Great Lessons in Good Times and Bad
June 5, 2015 by MarkHaroldsen
Filed under blog
This week I was privileged to award 3 scholarships to graduating seniors from Cottonwood High School in Utah. I do it every year in the name of my daughter Kristin, who suddenly died of an eating disorder called bulimia when she was a sophomore at that school. It happened many years ago and anyone who has ever lost a child knows that you never get over it but, given enough time and thought, you learn to deal with it. And with more thought and the passage of time you may even learn a lesson or two.
So in my presentation to the 3 scholarship winners and to 100 plus other graduation seniors that were being honored for various achievements I gave what I think is crucial advice for a teenager and quite frankly I think good advice for all of us including myself. I said, first of all, “Let me tell you that if anyone ever tells you that they have a “perfect life”, I’m here to tell you that they are big fat lairs, or they just haven’t lived long enough yet”. Yes, I got a good laugh out of that line but it’s more than a funny line–it’s pretty darn true.
My second bit of advice that followed my first comment, was that the key to a successful and productive life is not what happens to you , especially if it’s bad stuff, but how you react to the things that happen to you and what you learn from it and then what you do from that point on.
Some people would say to me, “So what the hell did you learn from the tragedy of losing your 16 year old daughter?†Well, first I learned to accept what had happened, even though it took me a couple of years, by telling myself that although I can give up on life and give up on being a father to my other children, that I could just sit around and feel sorry for my daughter and myself for the rest of my life, it wouldn’t bring my Kristin back. I realized how stupid and selfish that would be and I wouldn’t be helping anyone. In fact, I’d be hurting a lot of people, especially my kids.

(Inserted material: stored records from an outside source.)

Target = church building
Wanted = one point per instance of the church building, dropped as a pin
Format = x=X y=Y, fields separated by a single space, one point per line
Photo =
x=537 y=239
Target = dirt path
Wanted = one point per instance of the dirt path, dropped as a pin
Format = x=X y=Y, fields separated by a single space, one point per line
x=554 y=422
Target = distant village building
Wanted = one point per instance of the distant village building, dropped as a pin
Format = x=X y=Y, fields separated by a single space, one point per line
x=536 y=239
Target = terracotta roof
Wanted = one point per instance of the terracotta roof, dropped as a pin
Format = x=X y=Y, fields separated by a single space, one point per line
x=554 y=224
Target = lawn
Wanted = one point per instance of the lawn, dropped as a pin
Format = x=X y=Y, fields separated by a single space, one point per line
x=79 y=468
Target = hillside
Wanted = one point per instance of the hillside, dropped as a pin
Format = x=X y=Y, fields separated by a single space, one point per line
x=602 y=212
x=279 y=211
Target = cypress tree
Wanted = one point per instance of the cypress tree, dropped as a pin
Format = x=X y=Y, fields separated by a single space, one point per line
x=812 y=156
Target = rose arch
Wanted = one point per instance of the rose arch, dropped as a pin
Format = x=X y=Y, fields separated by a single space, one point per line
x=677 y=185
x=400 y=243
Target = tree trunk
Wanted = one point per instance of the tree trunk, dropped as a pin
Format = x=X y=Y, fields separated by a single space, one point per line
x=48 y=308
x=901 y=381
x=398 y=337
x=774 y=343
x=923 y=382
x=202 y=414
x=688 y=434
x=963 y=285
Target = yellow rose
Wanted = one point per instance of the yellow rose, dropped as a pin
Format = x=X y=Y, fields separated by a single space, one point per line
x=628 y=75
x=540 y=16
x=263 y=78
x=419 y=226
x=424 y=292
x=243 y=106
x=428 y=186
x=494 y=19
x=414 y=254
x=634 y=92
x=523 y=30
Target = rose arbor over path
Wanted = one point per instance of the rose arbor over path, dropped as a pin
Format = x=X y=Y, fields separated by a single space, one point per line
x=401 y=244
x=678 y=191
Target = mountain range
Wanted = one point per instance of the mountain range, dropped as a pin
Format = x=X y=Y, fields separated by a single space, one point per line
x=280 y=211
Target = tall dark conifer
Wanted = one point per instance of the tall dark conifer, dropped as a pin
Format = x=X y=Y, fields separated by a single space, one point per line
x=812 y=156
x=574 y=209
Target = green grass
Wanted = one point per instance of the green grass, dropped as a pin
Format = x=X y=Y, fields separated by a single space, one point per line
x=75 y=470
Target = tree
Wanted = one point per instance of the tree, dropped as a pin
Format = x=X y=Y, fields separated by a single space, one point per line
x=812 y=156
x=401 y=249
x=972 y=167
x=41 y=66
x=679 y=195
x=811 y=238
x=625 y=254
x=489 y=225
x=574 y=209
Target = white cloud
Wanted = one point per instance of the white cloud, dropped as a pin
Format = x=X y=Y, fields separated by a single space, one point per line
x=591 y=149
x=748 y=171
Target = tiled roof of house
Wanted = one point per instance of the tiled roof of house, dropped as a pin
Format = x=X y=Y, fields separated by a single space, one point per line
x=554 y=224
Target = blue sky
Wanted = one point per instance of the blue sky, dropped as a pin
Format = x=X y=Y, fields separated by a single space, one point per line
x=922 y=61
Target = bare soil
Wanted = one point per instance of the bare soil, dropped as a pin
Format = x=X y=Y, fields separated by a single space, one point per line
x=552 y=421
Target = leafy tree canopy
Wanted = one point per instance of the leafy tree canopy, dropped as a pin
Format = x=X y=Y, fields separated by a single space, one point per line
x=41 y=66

The second lesson I learned was about caring. I became so much more considerate of other people, even strangers, when I learned of their losses. Prior to my loss I was pretty callous and mainly only thought about myself. For too many of us it takes tragedy to bring us around to understanding the pain other people go through.
From the many comments I got from those graduating seniors, I think at least some of my advice sunk in and I sincerely hope they will still remember that advice when life kicks them in the face and they want to give up and feel sorry for themselves. We all need to burn into our brains that life is not easy, not for anyone (except maybe it seems that way for the big fat liars!) We need to keep getting up when life kicks us in the face and forge on. We also need to look for the lessons that are there for us, from both the good times and the bad times too!